Свет был слабый, как будто бледное отражение лунной лампы пробивалось сквозь щель между занавесками.
Щеколда моей клетки не была закрыта.
Я открыл дверцу и вышел, хотя знал, что в деревне делать это опасно. Я обнюхал дверь и заглянул в щель.
Майлин сидела на кровати, скрестив ноги и закрыв глаза. Похоже, она спала, но ее тело качалось взад и вперед, как бы в такт музыке, которой я не слышал.
Читать в ее мозгу я не мог, так как натолкнулся там на плотный барьер, как человек с разбегу налетает на стену. Ее губы были полураскрыты, из них выходил слабый шипящий звук. Поет? Я, правда, не был уверен, песня это или какое-то заклинание, а то и жалоба. Ее руки лежали на коленях, серебряные палочки образовывали мост между ее указательными пальцами, и из него струился слабый свет.
Воздух вокруг меня был как бы наэлектризован. Моя грива стала жесткой и поднялась дыбом, шкура вздрогнула, закололо в носу. У нас, живущих на космическом корабле, был свой род энергии, но мы никогда не отрицали, что в других мирах есть такие ее виды, которые нам недоступны, и мы не можем их контролировать, поскольку искусство такого рода является прирожденным, а не приобретенным.
Это была как раз такая энергия, но я не знал, призывает ли Майлин ее к себе или посылает куда-то. В эту минуту я отчетливо понял, насколько Майлин чужая, гораздо более чужая, чем я думал.

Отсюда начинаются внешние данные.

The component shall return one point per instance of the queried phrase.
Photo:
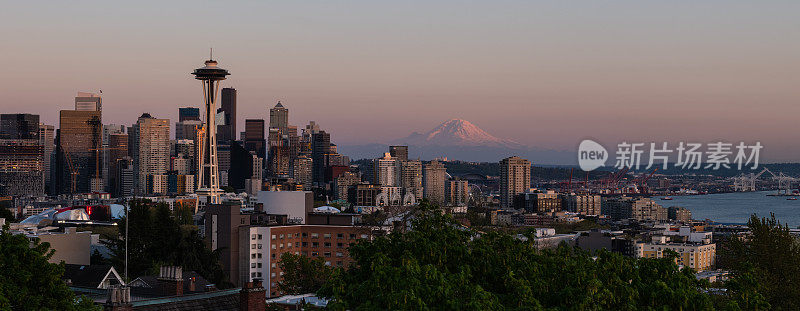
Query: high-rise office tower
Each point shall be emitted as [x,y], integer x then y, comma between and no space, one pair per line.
[227,132]
[109,129]
[515,178]
[21,168]
[124,177]
[188,129]
[457,192]
[434,177]
[108,148]
[19,126]
[21,156]
[254,136]
[399,152]
[88,102]
[279,117]
[79,141]
[47,140]
[411,177]
[188,114]
[188,149]
[117,151]
[321,146]
[343,184]
[301,171]
[387,171]
[151,150]
[208,181]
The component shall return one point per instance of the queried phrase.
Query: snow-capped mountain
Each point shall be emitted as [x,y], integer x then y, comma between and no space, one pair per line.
[461,140]
[457,132]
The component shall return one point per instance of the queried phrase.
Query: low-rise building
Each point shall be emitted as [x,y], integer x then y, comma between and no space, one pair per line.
[583,204]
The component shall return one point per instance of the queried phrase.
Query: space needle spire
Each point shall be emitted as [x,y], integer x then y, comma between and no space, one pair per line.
[208,181]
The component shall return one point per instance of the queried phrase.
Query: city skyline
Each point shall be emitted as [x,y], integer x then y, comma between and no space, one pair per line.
[529,69]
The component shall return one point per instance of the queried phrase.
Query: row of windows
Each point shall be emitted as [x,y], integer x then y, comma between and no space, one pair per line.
[305,244]
[313,236]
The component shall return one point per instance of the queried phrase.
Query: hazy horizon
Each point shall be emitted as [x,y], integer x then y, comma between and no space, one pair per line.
[546,74]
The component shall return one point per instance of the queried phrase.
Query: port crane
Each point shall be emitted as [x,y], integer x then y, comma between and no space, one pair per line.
[747,182]
[72,171]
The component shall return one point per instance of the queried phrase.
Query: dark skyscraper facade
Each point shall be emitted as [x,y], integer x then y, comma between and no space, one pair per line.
[227,132]
[188,113]
[399,152]
[254,136]
[321,146]
[80,135]
[118,152]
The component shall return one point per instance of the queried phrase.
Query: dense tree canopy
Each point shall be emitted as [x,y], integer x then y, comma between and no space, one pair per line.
[157,239]
[441,265]
[29,282]
[303,274]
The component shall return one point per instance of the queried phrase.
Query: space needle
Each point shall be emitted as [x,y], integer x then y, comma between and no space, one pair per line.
[208,183]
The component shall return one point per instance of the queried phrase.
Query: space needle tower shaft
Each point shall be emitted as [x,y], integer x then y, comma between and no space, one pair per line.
[208,178]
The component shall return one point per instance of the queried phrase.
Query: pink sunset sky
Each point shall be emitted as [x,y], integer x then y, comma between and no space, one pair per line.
[543,73]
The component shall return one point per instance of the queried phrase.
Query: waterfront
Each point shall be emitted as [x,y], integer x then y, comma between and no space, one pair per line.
[737,207]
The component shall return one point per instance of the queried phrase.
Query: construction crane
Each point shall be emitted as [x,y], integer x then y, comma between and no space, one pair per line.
[97,179]
[747,182]
[643,188]
[72,171]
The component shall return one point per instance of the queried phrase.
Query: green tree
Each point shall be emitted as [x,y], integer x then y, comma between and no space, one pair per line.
[439,264]
[302,275]
[29,282]
[157,239]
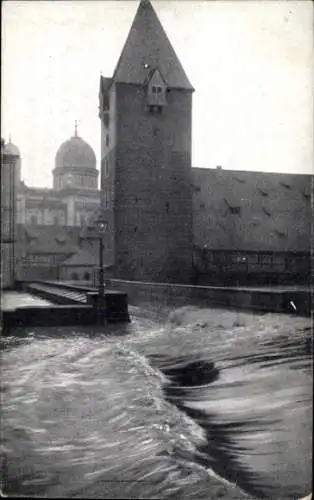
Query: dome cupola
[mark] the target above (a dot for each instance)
(75, 165)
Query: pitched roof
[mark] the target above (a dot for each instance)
(255, 211)
(148, 47)
(48, 239)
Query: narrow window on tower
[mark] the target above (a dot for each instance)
(156, 92)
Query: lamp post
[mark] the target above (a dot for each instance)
(102, 226)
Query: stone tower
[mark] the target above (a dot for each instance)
(145, 111)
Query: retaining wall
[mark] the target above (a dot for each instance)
(287, 301)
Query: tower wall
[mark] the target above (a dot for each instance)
(8, 220)
(153, 197)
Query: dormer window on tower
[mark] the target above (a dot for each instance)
(156, 92)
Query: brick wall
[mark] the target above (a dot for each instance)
(153, 198)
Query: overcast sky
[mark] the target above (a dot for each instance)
(251, 64)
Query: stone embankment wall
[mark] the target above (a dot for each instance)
(268, 300)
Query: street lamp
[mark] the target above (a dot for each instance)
(101, 226)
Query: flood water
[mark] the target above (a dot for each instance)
(122, 413)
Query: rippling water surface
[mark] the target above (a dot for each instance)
(102, 414)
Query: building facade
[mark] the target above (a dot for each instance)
(145, 111)
(9, 168)
(168, 221)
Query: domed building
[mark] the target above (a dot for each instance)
(75, 165)
(74, 195)
(12, 149)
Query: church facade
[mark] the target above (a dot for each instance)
(166, 220)
(75, 194)
(173, 223)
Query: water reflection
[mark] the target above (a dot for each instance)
(143, 410)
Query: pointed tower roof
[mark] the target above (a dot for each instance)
(147, 47)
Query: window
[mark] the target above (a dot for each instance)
(235, 210)
(155, 109)
(156, 89)
(106, 167)
(265, 260)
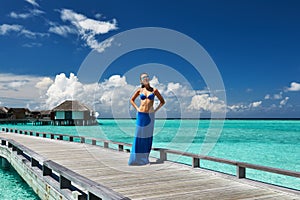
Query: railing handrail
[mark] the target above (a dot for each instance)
(241, 166)
(66, 176)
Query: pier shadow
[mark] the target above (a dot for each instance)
(157, 162)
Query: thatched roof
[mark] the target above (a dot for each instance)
(4, 110)
(71, 106)
(45, 112)
(19, 110)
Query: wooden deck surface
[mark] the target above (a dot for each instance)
(155, 181)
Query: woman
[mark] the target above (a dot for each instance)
(142, 143)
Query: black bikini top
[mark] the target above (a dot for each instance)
(150, 96)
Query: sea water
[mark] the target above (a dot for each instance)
(12, 187)
(272, 143)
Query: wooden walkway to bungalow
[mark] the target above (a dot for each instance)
(108, 170)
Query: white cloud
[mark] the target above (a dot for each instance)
(32, 44)
(62, 30)
(87, 28)
(31, 13)
(44, 83)
(268, 96)
(255, 104)
(32, 2)
(294, 87)
(7, 28)
(237, 108)
(283, 102)
(278, 96)
(205, 102)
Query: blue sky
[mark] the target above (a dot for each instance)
(254, 44)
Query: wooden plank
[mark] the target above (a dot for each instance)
(106, 168)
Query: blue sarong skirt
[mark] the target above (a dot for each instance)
(143, 137)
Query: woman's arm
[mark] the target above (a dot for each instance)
(160, 98)
(134, 96)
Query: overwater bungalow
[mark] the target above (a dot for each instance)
(73, 113)
(19, 113)
(4, 113)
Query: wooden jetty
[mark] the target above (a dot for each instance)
(61, 166)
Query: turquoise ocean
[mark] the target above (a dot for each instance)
(273, 143)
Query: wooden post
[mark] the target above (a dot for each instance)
(64, 183)
(240, 172)
(196, 162)
(4, 163)
(91, 196)
(105, 144)
(46, 171)
(19, 151)
(34, 162)
(163, 155)
(121, 147)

Она замолчала, и наэлектризованность воздуха стала убывать. Наконец, Майлин со вздохом опустила голову, встрепенулась, как бы просыпаясь, легла и положила потускневшую теперь палочку под голову. Свет исчез. Я был уверен, что Майлин спит.
Утром мы уехали из Иим-Сина, провожаемые добрыми пожеланиями и просьбами приезжать еще. Мы поехали по дороге, все время поднимающейся вверх. Это были уже не холмы, а горы. Воздух был холодный, и Майлин надела плащ. Когда я сел на свое место рядом с ней, я заметил, что моя толстая шкура не нуждается в дополнительной одежде. Запахи возбуждали, и я чувствовал большое желание соскочить со своего места и бежать по поросшим лесом склонам в поисках чего-то.
— Мы въезжаем в страну барсков, — сказала Майлин.
Она улыбнулась.
— Но я не советовала бы тебе, Джорт, знакомиться с ними, потому что, хотя здесь и родина некоторой части тебя, ты быстро окажешься в невыгодном положении.
— Почему все так удивлены, что в твоей труппе находится барск? — спросил я.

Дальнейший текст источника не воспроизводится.